Once they have verified your current employer and employment background, they will check on your actual income. Your employment income must be verifiable. If you are self-employed, there are more records you would have to give the lender to prove your income. Your income must be enough to cover not only the mortgage loan but also your current monthly debts.
Your lender could look at variable income, if you can prove it is reliable. Variable income would be from working overtime, commissions, and bonuses. It’s important to bring your W2’s, prior 3 years tax returns, and past 3 months’ worth of paycheck stubs. Other income factors a lender would look into are rental income, court verifiable child or alimony support, income from a trust, a second job, and retirement income.

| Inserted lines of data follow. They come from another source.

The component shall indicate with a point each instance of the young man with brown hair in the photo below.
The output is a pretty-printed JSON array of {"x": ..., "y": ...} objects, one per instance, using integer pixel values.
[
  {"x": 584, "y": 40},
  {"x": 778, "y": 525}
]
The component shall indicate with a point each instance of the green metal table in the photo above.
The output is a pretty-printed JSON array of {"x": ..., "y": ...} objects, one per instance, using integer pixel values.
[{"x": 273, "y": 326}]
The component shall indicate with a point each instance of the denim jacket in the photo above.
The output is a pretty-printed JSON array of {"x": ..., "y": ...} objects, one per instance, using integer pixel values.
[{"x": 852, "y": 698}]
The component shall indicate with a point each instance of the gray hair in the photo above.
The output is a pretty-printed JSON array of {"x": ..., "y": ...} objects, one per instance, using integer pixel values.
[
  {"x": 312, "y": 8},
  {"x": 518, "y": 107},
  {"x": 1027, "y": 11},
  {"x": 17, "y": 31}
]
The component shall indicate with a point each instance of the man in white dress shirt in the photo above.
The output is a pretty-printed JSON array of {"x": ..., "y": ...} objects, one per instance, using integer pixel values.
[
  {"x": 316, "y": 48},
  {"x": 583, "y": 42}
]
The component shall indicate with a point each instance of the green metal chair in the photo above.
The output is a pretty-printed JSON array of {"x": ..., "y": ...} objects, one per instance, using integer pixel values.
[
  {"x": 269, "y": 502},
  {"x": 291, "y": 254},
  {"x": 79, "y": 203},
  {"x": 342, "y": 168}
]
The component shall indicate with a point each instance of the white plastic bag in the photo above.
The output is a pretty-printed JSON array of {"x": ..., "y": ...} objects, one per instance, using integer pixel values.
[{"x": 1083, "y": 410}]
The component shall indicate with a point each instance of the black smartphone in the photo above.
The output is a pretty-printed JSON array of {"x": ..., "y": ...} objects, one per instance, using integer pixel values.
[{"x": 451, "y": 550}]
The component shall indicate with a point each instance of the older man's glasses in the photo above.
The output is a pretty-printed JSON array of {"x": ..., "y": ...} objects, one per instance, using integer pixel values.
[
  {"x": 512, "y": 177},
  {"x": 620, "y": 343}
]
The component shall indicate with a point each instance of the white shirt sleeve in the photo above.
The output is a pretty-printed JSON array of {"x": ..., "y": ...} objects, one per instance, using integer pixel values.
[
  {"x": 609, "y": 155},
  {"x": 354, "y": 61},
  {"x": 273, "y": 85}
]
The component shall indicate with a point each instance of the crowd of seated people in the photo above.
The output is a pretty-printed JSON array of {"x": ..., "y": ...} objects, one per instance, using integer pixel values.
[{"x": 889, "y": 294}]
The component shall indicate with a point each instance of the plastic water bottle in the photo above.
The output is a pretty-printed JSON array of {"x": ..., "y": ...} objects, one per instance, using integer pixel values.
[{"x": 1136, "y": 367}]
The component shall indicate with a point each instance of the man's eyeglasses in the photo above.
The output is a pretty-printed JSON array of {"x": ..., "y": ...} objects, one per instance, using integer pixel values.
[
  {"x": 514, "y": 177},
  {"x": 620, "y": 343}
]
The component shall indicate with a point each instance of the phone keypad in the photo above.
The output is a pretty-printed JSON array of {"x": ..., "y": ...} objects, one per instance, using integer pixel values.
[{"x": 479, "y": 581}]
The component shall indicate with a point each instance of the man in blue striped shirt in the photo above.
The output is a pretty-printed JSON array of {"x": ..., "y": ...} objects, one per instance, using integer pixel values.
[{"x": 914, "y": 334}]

What Is Your Debt-To-Income Ratio?
Your lender will review your housing expense ratio and total expense ratio. Most lenders do not want you to have a debt-to-income ratio higher than 36 percent. Further, most lenders recommend that you limit yourself to spending only 28% of your monthly income on a mortgage. Some lenders will ask for documentation regarding your long-term debts such as student loans. If you are in a forgiveness program or in a forbearance program, it is possible they could exclude that from your debt ratio.

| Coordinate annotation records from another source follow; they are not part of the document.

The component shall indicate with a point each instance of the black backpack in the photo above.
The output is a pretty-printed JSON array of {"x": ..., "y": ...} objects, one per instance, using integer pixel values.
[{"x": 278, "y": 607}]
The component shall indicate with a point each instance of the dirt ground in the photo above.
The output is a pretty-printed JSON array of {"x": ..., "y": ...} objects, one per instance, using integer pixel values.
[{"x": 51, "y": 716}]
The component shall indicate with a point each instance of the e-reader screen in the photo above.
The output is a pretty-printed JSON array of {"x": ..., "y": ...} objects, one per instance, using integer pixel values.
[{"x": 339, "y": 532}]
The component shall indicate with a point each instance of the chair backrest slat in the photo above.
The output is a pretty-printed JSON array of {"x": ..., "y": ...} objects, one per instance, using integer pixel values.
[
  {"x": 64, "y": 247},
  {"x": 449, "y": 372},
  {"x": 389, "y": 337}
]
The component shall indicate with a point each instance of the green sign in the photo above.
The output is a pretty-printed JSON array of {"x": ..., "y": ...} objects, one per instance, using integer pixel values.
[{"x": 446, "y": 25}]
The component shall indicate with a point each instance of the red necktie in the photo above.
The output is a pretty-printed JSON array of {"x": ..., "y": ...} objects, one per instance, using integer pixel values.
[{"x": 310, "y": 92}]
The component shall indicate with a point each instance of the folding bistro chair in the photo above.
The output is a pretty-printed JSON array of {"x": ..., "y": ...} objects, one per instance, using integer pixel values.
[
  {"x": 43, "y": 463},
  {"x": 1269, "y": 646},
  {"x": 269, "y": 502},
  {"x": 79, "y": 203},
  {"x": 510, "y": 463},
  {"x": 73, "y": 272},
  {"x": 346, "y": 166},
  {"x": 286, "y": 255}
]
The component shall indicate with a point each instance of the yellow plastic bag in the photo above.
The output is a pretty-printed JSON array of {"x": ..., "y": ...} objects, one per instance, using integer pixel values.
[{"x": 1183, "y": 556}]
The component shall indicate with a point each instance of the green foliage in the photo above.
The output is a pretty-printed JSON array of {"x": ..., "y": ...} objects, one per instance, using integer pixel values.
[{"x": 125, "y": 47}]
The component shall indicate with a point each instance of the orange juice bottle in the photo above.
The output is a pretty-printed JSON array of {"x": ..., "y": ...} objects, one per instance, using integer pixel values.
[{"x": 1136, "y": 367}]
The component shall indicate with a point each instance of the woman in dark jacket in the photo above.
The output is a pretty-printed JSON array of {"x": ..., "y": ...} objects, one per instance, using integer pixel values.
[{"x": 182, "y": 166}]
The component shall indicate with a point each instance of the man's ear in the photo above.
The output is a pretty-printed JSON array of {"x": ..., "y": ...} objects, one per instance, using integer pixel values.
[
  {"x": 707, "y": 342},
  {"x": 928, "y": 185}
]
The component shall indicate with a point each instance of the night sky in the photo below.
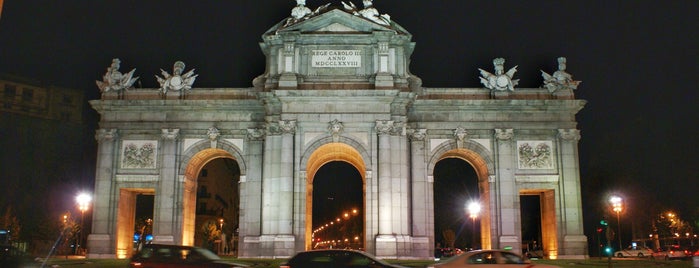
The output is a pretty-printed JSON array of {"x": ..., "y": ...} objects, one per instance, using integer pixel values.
[{"x": 637, "y": 60}]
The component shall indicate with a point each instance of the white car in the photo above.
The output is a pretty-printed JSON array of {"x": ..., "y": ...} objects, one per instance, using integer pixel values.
[
  {"x": 488, "y": 258},
  {"x": 640, "y": 252}
]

- To calculate your housing expense ratio, you need to add your monthly mortgage payments, the mortgage insurance, hazard insurance, and property taxes. Divide that by your monthly income.
- To calculate your total expense ratio, add all your monthly debts into your mortgage calculations and divide that by your monthly income.

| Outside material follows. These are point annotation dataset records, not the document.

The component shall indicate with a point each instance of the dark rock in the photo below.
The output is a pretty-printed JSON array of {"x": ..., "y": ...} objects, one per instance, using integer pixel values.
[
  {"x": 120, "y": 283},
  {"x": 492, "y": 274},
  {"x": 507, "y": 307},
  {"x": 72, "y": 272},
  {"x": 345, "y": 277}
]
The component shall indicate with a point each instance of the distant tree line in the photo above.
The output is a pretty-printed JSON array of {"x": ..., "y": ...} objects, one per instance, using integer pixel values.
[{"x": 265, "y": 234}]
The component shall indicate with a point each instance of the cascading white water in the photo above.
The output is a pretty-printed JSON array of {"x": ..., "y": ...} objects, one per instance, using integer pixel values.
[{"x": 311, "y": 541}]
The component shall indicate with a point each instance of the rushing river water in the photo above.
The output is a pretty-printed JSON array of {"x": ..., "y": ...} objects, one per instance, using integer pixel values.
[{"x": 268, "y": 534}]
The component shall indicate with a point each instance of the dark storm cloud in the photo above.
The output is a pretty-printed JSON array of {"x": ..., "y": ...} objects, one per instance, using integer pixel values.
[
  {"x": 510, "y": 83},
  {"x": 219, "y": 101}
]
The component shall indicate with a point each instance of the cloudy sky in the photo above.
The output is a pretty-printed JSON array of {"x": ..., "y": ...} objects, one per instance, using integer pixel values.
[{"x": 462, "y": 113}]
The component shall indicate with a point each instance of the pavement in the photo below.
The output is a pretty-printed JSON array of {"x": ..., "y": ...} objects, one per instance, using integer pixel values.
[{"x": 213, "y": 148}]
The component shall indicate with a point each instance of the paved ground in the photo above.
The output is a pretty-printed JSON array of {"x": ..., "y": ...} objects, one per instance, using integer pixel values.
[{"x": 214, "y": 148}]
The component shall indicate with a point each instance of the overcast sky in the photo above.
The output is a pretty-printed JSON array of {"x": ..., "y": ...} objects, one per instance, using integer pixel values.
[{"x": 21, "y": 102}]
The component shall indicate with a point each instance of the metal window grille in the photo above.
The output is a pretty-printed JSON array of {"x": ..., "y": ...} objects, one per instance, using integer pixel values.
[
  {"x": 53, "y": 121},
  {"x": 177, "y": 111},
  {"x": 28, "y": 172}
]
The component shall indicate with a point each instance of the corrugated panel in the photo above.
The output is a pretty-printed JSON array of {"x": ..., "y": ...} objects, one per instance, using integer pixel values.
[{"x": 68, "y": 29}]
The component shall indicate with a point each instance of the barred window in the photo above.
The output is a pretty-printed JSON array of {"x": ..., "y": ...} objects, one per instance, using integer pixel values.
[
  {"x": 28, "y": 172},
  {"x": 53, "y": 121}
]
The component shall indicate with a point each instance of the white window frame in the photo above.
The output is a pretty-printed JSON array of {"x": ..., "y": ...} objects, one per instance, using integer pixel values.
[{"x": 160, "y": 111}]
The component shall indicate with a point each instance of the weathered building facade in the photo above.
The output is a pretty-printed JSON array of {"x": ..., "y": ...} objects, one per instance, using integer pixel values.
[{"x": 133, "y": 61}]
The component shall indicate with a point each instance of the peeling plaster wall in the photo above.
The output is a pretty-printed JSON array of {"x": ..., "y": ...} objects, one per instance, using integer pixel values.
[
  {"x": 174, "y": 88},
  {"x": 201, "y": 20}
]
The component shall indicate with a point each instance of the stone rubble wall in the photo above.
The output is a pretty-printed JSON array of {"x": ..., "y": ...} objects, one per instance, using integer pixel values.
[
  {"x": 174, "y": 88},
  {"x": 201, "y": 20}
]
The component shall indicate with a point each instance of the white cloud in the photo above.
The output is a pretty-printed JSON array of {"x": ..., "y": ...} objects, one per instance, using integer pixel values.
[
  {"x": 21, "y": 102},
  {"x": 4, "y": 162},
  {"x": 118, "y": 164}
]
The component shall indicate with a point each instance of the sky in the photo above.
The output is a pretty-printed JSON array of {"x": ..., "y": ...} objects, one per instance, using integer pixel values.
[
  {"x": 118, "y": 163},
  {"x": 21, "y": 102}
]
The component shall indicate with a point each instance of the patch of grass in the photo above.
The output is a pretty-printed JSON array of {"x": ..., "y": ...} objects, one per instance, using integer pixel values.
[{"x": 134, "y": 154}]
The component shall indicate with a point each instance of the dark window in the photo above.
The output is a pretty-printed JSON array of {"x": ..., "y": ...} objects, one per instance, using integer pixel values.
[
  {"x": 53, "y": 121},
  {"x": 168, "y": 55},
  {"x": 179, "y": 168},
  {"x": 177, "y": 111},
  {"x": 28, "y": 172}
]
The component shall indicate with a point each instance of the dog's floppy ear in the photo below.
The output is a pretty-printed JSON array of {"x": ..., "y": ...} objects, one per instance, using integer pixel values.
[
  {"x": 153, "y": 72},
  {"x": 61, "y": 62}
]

The key here is that the lower your debt to income ratio is the better. Your lender will definitely look favorably on you if your ratios are low as this is how they determine that you are not biting off too large of a mortgage.
What Are Your Assets?
Relevant assets are typically cash reserves as well as saved money in the bank. Assets could also include other real estate (as long as it has equity), stocks, bonds, and other non-liquid assets. This is used to determine if you can make an initial down payment, and also provide the lending bank with an idea of how much money you have available should you hit hard times. Depending upon the loan program your down payment can be as low as 3.% of the total home cost or as much as 20%. Documentation proving your assets are items like bank statements or other proof of owning the asset. If a friend or family member will be assisting you in the down payment you will need a letter stating that the money they give you is not a loan.
Are Your Seen as a Risk?
Finally, the lender is going to evaluate how high of a risk factor you are. They will look at your credit report, employment, and income to determine your overall financial health. The lender will check your bank statements to verify if you have had accounts closed or over the limit withdraws. The bottom line is that they will want to determine if you are risky person to lend a substantial amount of money to.
Obtaining a home loan, whether it be for a new purchase or a refinance of your existing loan, is a lengthy and thorough process. Patience is definitely a virtue as you will likely be asked to provide substantial documentation, as well as endure endless forms and questioning. However, in the end obtaining a home loan starts a new chapter in your life. An exciting chapter as a homeowner!